The absence of liver biopsy is a major obstacle to our investigation of the pathogenesis of pseudocirrhosis. However, our patient had radiographical findings and a clinical course typical of pseudocirrhosis that rapidly progressed in response to chemotherapy. This supports a report by Young et al. [2] that pseudocirrhosis evolved over 1–3 months in 19 patients with serial CT scans. The increasing amount of ascites due to pseudocirrhosis can be mistaken for disease progression, particularly in gastric cancer with carcinomatous peritonitis, because it is caused by both progression and regression of liver metastases. Considering recent advances in chemotherapeutic agents, this condition may become increasingly frequent. Moreover, complications, such as hepatic encephalopathy and variceal bleeding, are sometimes fatal [3, 4, 5, 6, 7, 8]. This indicates that pseudocirrhosis, including classic cirrhosis, has clinical significance and that early recognition and appropriate management are crucial.

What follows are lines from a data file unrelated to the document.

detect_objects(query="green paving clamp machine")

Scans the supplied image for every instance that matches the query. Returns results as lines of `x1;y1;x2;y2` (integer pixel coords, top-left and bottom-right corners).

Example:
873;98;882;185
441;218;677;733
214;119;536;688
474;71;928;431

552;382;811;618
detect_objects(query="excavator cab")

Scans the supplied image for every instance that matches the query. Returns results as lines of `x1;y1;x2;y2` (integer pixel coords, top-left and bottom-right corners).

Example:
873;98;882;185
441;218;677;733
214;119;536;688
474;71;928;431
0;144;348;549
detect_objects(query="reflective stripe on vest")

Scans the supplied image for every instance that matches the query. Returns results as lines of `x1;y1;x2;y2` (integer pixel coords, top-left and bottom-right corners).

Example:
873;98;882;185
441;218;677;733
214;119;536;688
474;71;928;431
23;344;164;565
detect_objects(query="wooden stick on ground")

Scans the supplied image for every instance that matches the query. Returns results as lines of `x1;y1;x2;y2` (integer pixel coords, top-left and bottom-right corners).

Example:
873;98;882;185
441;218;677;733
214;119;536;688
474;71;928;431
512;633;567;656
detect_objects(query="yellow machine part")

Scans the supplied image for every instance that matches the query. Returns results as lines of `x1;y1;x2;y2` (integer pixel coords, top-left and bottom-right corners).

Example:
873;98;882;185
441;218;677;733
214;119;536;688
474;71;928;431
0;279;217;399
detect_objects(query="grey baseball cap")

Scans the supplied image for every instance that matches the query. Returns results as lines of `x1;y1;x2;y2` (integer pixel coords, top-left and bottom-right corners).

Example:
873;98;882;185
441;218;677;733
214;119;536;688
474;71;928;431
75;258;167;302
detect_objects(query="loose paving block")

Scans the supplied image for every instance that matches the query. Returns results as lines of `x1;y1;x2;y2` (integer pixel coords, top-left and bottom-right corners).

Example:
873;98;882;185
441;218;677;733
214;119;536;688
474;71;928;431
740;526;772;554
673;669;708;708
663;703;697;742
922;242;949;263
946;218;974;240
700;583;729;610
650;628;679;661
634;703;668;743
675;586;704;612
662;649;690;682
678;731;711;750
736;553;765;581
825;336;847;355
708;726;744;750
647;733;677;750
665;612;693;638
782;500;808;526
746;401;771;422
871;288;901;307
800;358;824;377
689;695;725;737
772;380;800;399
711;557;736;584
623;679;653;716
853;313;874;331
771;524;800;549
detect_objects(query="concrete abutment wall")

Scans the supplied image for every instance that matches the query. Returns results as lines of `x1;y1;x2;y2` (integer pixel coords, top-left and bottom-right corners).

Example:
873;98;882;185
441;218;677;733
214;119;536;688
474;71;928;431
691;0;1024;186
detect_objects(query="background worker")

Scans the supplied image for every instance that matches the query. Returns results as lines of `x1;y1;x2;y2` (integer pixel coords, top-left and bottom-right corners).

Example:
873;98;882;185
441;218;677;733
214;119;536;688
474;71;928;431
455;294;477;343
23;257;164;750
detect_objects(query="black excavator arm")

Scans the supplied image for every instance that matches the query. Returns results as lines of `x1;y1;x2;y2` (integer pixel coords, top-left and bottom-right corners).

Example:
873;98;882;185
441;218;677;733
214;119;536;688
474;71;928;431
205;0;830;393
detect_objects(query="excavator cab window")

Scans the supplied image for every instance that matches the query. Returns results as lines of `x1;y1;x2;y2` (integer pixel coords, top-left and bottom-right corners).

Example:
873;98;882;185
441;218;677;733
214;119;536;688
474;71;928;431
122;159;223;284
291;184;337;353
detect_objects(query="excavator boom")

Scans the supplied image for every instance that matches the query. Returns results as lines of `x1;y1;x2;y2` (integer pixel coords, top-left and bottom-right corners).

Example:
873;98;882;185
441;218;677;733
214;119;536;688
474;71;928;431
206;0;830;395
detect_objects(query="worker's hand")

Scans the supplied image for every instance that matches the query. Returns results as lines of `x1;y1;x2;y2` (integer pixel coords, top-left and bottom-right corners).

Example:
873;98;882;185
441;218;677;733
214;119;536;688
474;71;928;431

In conclusion, this report indicates that pseudocirrhosis can occur while achieving a chemotherapeutic response in metastatic gastric cancer as well as in metastatic breast cancer. Clinicians should recognize pseudocirrhosis and provide appropriate management, even during chemotherapy for gastric cancer.

Statement of Ethics

We declare that written informed consent for publication was obtained from the patient.

Disclosure Statement

The authors declare that they have no potential conflicts of interest.